Frequently Asked Questions

Common clinical questions about ENVARSUS XR vs ABSTRAL, answered by our medical review team.

1. What is the main difference between ENVARSUS XR and ABSTRAL?

ENVARSUS XR is a Calcineurin Inhibitor Immunosuppressant that works by Calcineurin inhibitor. Binds to FKBP-12, forming a complex that inhibits calcineurin phosphatase, thereby blocking T-cell activation and IL-2 transcription.. ABSTRAL is a Opioid Analgesic that works by Fentanyl is a potent mu-opioid receptor agonist, producing analgesia and sedation by activating G-protein coupled opioid receptors in the central nervous system.. They differ in pharmacokinetic profiles, FDA-approved indications, and side effect profiles.

2. Which is stronger: ENVARSUS XR or ABSTRAL?

Potency comparisons between ENVARSUS XR and ABSTRAL depend on the specific clinical indication. These are agents from distinct pharmacological classes and are not directly interchangeable by dose. A physician or clinical pharmacist should guide any therapeutic switching decisions.

3. What is the standard dosing for ENVARSUS XR vs ABSTRAL?

The standard adult dose of ENVARSUS XR is: 0.2 mg/kg/day orally once daily, with the morning meal, using extended-release tablets. Dose adjustments guided by trough concentrations.. The standard adult dose of ABSTRAL is: For breakthrough pain in opioid-tolerant patients: initial dose 100 mcg sublingual tablet, titrate across strengths (100, 200, 300, 400, 600, 800 mcg) as needed; maximum 2 doses per episode, minimum 2 hours between episodes.. Dosing should always be individualized based on indication, renal and hepatic function, age, and other patient factors.
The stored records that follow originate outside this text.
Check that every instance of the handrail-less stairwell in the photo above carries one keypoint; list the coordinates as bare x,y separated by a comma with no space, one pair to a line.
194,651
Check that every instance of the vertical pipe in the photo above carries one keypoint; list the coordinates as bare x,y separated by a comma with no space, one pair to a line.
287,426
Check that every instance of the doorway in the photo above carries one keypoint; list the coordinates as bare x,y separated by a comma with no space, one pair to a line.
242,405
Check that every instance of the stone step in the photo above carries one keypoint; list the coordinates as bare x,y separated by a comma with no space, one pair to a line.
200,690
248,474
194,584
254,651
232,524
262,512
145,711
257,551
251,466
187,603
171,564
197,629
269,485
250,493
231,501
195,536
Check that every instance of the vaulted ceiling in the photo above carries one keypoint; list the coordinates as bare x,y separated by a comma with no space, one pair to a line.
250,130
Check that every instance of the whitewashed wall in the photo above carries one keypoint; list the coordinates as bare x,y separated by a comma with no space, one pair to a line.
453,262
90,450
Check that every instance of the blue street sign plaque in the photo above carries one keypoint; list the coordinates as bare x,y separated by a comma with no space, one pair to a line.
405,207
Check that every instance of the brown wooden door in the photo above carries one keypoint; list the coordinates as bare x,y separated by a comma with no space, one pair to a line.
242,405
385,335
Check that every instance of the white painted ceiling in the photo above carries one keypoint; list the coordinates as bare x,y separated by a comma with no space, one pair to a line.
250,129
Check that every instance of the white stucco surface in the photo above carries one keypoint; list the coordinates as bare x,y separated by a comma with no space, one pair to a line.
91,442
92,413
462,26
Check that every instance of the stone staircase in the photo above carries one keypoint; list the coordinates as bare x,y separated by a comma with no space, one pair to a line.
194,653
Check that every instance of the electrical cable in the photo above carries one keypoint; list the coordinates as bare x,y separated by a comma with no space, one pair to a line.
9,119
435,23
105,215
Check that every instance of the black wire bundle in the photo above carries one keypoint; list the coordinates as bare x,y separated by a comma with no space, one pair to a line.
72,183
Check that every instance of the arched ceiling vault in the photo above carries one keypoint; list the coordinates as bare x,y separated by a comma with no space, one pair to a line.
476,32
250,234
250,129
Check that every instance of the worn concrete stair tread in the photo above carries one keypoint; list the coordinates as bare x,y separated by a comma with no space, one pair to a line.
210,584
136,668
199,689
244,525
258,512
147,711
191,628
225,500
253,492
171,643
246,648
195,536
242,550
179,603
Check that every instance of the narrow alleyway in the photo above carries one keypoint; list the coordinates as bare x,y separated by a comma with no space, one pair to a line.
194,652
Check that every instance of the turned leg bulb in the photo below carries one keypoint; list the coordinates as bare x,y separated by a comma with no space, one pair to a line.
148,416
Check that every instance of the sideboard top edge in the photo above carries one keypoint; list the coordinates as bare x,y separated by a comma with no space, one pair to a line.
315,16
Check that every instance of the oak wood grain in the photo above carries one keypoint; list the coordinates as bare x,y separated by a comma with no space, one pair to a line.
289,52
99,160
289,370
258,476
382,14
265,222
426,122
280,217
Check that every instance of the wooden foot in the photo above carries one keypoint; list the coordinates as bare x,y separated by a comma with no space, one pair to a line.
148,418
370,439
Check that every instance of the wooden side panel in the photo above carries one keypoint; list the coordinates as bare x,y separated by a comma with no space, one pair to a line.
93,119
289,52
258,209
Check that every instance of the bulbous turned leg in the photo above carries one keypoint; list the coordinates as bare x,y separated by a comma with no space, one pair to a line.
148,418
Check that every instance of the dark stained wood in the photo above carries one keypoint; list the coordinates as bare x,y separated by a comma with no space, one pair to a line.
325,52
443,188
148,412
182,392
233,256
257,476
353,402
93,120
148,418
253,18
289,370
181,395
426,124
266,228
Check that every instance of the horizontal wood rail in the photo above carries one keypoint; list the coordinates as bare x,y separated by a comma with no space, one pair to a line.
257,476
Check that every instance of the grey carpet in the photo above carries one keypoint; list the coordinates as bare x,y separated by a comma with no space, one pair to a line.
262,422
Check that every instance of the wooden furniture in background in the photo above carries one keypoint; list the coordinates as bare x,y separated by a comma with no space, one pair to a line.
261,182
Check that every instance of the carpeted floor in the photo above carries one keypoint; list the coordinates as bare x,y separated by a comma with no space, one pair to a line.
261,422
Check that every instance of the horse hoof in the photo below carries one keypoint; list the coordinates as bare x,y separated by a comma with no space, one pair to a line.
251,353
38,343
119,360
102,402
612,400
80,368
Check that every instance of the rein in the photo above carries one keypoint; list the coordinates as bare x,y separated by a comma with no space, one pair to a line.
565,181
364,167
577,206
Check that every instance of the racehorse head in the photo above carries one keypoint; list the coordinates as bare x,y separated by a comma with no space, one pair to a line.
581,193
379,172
4. Can you take ENVARSUS XR and ABSTRAL together?

No direct drug-drug interaction has been formally documented between ENVARSUS XR and ABSTRAL in current clinical databases. However, individual patient risk factors including other medications, organ function, and comorbidities should always be evaluated by a qualified healthcare provider.

5. Are ENVARSUS XR and ABSTRAL safe during pregnancy?

The maternal-fetal safety profiles differ. ENVARSUS XR is classified as Category C. Envarsus XR (tacrolimus) is classified as FDA Pregnancy Category C. In the first trimester, there is an increased risk of congenital anomalies (e.g., cardiac, renal) based on anima. ABSTRAL is classified as Category C. FDA Pregnancy Category C. First trimester: Inadequate human data; opioid analgesics are not associated with major malformations but may cause neural tube defects at high doses in a. Always consult a maternal-fetal medicine specialist before taking either drug during pregnancy or lactation.